Tuesday, April 27, 2010

Boundary Law and Common Sense

Years ago, when I first began to learn about the legal aspects of surveying law and boundary law, my mentor in the Profession taught me one simple concept - one which I teach to my students every year. This precept - or way of understanding - is stated as this:

You only own what you are willing to defend.

In otherwords, in terms of property law, if you are not willing to stop your neighbor from using your land as if it were his, then it really isn't yours - you have voluntarily given up your rights to claim it as your exclusive property. Yes, there is A LOT more detail and nuance to the process than that, but it still all boils down to that one concept.

It has occured to me that the same concept can be applied in a macro sense to the ongoing immigration debate, whcih is stirring up anew because of the new reasonable an justified law in Arizona. If you are not willing to defend the integrity of your countries borders, you don't really get to claim it as yours any more! It seems that the STATE of Arizona has suddenly discovered the gonadal fortitude to do for itself what the Federal Govenment has refused to do - defend its borders. Good for them!!!!

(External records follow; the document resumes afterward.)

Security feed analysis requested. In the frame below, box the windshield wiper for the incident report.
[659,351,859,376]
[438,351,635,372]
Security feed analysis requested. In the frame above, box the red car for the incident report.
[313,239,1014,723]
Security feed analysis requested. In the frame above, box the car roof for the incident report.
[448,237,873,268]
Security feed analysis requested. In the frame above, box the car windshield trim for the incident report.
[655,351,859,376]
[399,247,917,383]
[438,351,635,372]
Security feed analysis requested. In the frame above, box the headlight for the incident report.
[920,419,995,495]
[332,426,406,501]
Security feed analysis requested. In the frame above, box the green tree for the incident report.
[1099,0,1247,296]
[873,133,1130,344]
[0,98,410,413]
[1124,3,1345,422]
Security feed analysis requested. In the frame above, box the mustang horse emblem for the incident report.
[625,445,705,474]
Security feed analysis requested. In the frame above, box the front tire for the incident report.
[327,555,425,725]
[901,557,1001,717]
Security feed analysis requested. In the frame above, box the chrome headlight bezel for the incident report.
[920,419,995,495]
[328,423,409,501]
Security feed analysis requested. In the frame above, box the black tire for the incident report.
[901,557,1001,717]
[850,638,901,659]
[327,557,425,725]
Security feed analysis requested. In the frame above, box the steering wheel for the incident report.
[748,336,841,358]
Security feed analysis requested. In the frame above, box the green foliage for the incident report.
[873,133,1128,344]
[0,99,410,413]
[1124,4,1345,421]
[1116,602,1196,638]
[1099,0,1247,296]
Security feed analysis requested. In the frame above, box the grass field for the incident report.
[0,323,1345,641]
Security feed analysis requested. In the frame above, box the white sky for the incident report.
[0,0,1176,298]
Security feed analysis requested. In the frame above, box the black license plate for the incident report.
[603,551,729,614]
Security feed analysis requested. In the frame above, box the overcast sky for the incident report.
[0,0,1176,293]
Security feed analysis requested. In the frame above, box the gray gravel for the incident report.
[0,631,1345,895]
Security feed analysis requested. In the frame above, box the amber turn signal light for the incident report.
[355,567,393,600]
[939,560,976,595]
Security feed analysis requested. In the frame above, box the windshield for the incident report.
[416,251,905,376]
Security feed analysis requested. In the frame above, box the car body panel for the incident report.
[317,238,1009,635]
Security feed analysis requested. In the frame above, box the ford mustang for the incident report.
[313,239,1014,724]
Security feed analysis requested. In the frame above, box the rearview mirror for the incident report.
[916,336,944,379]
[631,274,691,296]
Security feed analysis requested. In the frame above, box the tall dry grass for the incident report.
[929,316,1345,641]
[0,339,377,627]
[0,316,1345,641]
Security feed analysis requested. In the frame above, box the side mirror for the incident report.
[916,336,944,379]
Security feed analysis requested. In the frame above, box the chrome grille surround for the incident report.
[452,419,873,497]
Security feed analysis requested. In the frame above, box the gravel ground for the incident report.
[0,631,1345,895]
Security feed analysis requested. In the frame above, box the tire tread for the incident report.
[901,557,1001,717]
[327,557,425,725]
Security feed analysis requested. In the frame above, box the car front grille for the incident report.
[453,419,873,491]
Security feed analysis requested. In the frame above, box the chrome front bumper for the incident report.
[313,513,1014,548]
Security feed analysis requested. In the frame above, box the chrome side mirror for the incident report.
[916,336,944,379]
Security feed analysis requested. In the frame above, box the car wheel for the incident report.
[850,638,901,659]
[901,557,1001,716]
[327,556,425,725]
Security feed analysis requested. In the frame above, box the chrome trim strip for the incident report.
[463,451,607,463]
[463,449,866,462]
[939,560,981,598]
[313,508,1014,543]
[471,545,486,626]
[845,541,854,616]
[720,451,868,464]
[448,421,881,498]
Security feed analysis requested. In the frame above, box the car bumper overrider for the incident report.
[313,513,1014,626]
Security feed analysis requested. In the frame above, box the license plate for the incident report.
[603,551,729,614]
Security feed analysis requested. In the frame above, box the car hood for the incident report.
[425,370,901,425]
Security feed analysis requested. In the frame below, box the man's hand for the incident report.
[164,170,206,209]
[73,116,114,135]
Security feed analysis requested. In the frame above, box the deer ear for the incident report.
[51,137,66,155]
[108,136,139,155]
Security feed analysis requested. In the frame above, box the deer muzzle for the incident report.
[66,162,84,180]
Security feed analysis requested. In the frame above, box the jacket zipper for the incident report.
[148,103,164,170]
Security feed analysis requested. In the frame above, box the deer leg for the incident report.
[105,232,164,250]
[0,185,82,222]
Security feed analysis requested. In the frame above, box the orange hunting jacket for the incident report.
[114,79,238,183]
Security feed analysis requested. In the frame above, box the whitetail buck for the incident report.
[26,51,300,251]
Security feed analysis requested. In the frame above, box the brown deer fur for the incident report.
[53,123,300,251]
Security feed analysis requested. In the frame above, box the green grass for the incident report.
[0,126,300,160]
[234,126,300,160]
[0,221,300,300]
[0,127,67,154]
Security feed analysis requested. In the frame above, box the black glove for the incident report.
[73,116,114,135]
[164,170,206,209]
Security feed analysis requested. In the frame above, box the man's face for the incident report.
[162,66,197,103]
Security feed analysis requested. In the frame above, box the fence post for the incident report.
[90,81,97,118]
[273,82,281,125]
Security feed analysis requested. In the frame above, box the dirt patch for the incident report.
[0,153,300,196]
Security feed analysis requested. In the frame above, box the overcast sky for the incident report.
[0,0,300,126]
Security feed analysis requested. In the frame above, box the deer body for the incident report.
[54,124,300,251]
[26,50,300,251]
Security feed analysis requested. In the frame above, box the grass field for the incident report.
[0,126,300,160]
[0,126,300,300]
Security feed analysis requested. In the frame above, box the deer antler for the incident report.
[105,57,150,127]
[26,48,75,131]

And this doesn't have a damn thing to do with humanitarian concerns, or love of your neighbor. And this is not racist in any way, either. It's just simple good sense and prudence. If you won't defend it, it ain't yours. That rule applies to every piece of property on earth, be it material, intellectual, or anything else. And nothing in this applies to the concept that you may voluntarily decide to let someone have your property. But there is a fundamental difference from, say, letting a down-and-out friend live in your spare bedroom and leaving the doors of your house open with a "help yourself" sign in the frontyard. Or between writing a check to the Rescue Mission and having a wino steal your checkbook and help himself to your bank account.